Sunday, November 27, 2011

Just Be


Just Be!

I strive to be all of the above.  Some days the "be still" eludes me.  That is the most important of the "be" word.  When I fail to be still, then I miss my time to soak my whole being with God's Word and His presence.

"Be humble" that another battle that I face.  I really struggle to remain humble most of the time.  Not that I don't want to, but my flesh wants that recognition and praise.  Like I go around patting myself on the back if no one else offers to pat it for me.  This is not the way God instructs me to live my life.

It is easy for me to "be grateful".  These past several months has really taught me that regardless of our circumstances, I have so very, very much to be grateful for. 

I think I can "be smart", however, that is open for discussion.

I can "be involved" but sadly,  not involved enough.  I wonder, how can I complain about happenings, events and people of this world not changing, when change begins by people being involved.

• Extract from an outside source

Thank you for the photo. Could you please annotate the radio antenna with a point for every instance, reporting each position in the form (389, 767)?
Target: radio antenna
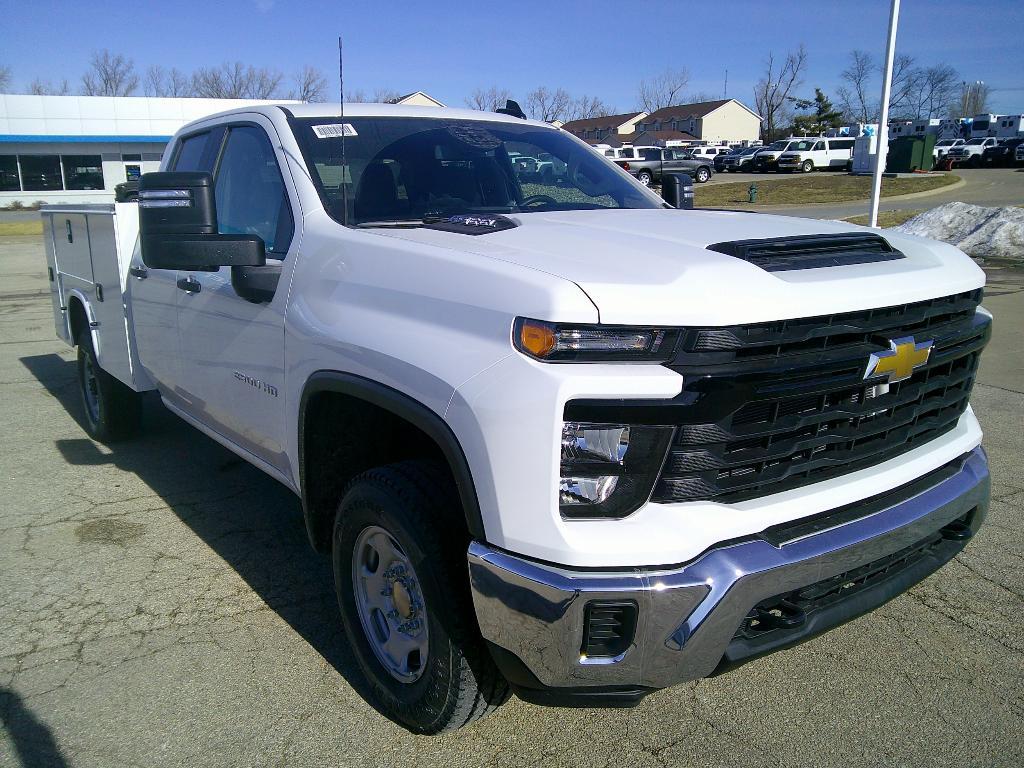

I also find it easy to "be true".  I have never liked people that are not truthful.  I don't have problems being true to my spouse or true to my friends and family.  True and truth are a part of me.

To "be prayerful" is my second nature.  I live most of my day in a prayerful state.  No, I don't mean that I am in a head bowed, hands folded, standing still position, but, I am in a ongoing conversation with God most all of the day.  I truly have a open line of communication with my Father.

To "be clean" to me means to be clean in mind and spirit.  This is tough sometimes because when someone upsets me, I automatically have to fight unclean thoughts about that person. 

So, there is definitely an unfinished work in me.  Some of the construction God does, the rest is up to me.  I certainly have work to do.